The correlation and nomograms of key member in DEGs

According to TCGA data, we compared the co-expression of DEGs in normal tissues and tumor tissues, and further compared the correlation of DEGs in lung tumor sample. Based on optimal λ value, we performed the Lasso regression to construct a predictive module and ensure that the multifactor model was not overfitting. Then, the receiver operating characteristic curves (ROC) were utilized to assess the discrimination and accuracy of the model.

Survival analysis

The Kaplan–Meier plotter database (http://kmplot.com), an online database capable of assessing the 54,675 genes on survival in 21 cancer types, was used to evaluate the prognostic roles of significant DEGs identified in this study. The database simultaneously integrates gene expression and clinical data downloaded from GEO and TCGA, which calculate the hazard ratio with 95% CIs and log-rank p-value by a Kaplan–Meier survival plot. Log-rank p-value <0.05 was considered as statistically significant. What’s more, the expression, survival and ROC analysis of COL1A1 was assessed in lung carcinoma cohort from the TCGA database. In addition, multiple databases including the Gene Expression Omnibus (GEO) (ID: GSE3141, ID: GSE31210) were used for survival analysis to validate the survival value of COL1A1.

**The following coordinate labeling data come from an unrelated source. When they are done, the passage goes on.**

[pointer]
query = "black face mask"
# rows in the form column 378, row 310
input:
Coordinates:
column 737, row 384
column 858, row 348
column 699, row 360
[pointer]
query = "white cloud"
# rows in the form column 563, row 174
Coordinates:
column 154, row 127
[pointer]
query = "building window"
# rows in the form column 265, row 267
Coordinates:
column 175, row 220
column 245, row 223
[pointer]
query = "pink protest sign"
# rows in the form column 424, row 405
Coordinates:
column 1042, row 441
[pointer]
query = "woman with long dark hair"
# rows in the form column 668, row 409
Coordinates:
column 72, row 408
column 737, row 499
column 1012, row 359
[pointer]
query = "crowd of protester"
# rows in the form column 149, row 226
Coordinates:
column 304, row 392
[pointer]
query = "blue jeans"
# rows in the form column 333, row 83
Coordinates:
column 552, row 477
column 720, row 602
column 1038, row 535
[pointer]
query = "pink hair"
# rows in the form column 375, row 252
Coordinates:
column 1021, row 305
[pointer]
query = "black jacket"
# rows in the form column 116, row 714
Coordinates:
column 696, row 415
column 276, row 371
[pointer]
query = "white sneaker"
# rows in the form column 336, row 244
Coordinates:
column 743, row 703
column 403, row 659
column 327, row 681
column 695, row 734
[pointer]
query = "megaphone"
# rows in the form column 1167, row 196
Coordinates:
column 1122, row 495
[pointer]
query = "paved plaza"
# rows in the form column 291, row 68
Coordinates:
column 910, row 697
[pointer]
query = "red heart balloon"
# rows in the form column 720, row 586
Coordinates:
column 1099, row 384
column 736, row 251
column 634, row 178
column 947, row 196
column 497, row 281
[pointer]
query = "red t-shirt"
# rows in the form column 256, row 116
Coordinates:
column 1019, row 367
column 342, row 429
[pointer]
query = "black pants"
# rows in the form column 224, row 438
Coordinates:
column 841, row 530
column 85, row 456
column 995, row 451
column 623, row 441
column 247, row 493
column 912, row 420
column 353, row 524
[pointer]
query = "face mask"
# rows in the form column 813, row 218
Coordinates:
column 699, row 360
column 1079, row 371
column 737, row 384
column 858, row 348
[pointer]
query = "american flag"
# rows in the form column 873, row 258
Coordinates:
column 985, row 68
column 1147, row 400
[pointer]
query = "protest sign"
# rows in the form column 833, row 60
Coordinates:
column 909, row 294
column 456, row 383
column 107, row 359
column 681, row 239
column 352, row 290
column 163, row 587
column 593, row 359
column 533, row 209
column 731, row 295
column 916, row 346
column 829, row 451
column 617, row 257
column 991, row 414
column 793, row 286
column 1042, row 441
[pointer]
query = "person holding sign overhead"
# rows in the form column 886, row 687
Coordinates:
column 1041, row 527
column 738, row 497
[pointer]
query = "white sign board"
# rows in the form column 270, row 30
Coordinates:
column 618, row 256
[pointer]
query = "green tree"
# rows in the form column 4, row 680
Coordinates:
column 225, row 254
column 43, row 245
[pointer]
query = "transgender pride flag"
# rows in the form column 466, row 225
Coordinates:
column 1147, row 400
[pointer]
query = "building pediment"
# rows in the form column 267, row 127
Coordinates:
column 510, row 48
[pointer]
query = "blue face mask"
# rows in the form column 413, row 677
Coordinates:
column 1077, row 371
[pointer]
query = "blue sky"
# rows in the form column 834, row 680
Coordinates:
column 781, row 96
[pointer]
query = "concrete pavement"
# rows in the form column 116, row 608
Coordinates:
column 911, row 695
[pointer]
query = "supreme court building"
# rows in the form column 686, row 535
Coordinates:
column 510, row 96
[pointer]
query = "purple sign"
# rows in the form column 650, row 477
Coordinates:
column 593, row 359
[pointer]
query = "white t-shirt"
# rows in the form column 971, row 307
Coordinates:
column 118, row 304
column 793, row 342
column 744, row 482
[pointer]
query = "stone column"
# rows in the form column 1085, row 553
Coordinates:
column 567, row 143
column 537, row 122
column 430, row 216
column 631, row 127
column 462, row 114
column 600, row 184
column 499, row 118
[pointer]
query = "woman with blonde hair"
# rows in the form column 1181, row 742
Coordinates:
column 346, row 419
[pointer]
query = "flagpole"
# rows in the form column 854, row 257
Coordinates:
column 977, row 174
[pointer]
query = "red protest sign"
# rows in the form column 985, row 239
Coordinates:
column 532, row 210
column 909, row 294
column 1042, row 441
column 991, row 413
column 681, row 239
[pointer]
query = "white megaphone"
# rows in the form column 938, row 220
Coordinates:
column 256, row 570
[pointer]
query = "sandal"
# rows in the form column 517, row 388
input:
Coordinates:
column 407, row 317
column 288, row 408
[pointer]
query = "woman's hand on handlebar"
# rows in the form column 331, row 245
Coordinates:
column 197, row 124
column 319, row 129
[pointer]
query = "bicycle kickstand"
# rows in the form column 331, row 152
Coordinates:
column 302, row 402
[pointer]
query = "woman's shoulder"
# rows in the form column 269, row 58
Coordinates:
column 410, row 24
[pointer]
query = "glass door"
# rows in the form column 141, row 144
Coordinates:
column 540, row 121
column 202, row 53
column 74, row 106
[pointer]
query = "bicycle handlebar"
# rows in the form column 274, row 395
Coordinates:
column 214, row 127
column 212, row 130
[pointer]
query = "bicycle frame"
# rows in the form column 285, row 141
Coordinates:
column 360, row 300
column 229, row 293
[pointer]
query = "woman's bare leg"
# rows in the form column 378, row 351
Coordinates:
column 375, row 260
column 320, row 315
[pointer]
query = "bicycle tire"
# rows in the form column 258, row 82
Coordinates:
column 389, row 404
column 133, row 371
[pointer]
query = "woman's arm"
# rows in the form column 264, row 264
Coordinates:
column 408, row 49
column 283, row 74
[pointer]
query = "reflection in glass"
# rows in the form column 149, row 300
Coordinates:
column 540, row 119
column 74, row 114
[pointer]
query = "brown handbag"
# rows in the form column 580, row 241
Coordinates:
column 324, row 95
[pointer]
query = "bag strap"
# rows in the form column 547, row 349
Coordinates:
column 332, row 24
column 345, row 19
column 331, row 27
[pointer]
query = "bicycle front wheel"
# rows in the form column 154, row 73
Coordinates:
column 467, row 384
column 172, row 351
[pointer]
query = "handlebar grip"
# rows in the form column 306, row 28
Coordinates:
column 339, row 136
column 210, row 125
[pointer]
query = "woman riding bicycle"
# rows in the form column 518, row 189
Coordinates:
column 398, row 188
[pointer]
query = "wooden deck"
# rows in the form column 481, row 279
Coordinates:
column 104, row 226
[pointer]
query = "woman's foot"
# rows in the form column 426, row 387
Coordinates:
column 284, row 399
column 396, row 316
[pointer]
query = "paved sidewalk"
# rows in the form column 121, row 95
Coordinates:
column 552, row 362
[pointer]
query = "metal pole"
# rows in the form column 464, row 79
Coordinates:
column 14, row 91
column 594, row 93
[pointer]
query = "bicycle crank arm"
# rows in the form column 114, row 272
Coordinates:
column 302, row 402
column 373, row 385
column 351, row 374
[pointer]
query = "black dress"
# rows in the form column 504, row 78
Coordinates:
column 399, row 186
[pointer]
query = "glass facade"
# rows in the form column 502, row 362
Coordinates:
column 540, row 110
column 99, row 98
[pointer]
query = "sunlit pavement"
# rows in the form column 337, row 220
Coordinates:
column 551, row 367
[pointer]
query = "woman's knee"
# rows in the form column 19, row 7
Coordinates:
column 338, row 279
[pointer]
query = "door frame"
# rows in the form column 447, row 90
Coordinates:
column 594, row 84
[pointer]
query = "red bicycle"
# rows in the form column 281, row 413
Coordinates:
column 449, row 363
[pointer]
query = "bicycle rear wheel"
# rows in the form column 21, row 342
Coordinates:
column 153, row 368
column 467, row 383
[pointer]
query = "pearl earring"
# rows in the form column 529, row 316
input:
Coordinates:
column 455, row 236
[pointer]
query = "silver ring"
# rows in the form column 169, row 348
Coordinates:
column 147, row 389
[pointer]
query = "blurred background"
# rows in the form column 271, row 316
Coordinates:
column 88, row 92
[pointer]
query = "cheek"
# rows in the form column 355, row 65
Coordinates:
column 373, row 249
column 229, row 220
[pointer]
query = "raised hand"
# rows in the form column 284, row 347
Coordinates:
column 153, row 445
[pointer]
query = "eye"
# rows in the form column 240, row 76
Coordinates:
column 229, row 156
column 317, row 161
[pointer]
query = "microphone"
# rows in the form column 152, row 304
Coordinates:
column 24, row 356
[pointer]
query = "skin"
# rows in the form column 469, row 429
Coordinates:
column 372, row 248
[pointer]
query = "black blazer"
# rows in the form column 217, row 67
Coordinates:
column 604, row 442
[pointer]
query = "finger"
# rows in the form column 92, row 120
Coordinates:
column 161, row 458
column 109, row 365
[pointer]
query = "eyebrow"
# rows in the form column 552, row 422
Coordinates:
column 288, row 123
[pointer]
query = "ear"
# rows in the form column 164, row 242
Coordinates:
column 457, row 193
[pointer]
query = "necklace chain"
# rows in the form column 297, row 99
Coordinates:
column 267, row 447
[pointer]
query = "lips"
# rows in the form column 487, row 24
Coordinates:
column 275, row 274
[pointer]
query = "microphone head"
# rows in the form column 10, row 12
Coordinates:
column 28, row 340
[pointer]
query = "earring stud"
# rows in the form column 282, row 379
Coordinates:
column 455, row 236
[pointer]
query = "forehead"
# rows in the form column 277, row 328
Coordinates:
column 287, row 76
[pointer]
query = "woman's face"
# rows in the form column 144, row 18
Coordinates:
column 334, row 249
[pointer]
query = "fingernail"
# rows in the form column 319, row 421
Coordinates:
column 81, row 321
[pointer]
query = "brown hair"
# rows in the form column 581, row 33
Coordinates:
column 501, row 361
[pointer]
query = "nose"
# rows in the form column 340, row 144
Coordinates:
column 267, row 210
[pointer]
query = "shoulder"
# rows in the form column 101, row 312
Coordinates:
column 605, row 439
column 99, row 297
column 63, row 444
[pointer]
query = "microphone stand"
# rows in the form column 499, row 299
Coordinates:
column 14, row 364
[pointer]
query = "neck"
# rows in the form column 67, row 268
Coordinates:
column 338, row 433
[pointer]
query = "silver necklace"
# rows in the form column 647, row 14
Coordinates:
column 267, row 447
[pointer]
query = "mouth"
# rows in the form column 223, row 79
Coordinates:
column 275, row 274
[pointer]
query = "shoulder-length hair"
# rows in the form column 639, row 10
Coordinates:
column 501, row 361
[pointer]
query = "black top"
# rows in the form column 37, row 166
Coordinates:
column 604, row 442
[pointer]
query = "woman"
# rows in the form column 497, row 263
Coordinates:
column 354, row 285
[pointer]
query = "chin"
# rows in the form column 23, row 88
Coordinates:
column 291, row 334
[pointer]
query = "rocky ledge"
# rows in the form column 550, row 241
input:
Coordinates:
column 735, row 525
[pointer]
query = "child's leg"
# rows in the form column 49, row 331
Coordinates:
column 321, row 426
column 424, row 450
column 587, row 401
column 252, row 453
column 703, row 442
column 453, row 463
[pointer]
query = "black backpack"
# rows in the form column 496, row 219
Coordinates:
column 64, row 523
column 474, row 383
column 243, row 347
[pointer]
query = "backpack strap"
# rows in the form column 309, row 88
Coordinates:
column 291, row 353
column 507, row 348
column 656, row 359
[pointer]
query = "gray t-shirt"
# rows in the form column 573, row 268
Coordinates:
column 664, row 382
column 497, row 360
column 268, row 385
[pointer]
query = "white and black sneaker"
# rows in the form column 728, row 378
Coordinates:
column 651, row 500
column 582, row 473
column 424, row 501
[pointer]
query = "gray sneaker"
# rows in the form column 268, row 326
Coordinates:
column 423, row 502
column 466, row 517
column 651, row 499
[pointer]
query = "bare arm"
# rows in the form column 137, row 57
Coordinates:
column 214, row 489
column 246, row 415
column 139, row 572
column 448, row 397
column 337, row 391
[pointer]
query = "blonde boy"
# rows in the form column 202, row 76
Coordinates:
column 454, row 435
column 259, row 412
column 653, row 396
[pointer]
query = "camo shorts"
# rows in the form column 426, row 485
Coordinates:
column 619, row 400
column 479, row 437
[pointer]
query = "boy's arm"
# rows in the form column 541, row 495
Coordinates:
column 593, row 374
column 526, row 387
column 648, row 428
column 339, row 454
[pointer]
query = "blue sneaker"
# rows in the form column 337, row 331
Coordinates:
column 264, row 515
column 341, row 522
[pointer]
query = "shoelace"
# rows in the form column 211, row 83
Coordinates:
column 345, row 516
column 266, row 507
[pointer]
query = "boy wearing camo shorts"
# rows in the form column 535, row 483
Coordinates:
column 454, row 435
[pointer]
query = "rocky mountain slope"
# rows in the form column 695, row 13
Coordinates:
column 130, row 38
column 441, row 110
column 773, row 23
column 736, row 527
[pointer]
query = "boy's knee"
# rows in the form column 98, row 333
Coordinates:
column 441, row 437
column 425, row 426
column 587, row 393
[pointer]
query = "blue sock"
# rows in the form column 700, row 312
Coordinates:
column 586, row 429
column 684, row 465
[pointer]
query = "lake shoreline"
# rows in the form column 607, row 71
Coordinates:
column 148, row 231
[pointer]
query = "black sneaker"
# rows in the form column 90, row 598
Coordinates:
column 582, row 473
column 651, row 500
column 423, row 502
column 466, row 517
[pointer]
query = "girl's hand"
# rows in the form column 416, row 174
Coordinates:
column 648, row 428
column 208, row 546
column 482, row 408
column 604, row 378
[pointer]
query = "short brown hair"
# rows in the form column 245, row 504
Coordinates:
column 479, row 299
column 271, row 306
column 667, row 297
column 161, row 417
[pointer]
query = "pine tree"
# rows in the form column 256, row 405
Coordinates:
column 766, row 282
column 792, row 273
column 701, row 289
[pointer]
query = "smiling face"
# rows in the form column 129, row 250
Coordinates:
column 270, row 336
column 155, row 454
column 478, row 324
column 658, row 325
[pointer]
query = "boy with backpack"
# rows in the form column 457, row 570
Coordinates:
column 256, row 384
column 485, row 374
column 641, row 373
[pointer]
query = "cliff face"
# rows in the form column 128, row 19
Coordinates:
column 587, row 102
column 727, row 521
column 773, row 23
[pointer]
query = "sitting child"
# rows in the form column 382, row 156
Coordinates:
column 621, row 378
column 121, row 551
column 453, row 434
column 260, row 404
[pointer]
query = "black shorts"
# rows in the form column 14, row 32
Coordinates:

Immunity correlation analysis

TIMER (Li et al., 2017), a comprehensive resource for systematical analysis of immune infiltrates across diverse cancer types, was used to assess the correlations of COL1A1 expression with immune infiltration levels in LUAD and LUSC. The coexpression analysis of COL1A1 and B7 family member (including CD274, CD80, CD86, CD276, CD273, CD275, B7-H4, B7-H5, CD28, B7-H7, CD152, CD279, CD278, TLT-2 and NKp30) was assessed in normal lung cohort and lung carcinoma cohort from the TCGA database. Then, the correlation between COL1A1, B7-H4 and CD276 was further analyzed in lung carcinoma cohort. The Gene Expression Profiling Interactive Analysis (GEPIA; http://gepia.cancer-pku.cn/detail.php) (Tang et al., 2017), a newly developed database that integrated The Cancer Genome Atlas (TCGA) and the Genotype-Tissue Expression project, can provide reliable correlation between genes. TIMER was applied to plot the expression scatterplots between a pair of genes in a given cancer type, together with the Spearman correlation and estimated statistical significance.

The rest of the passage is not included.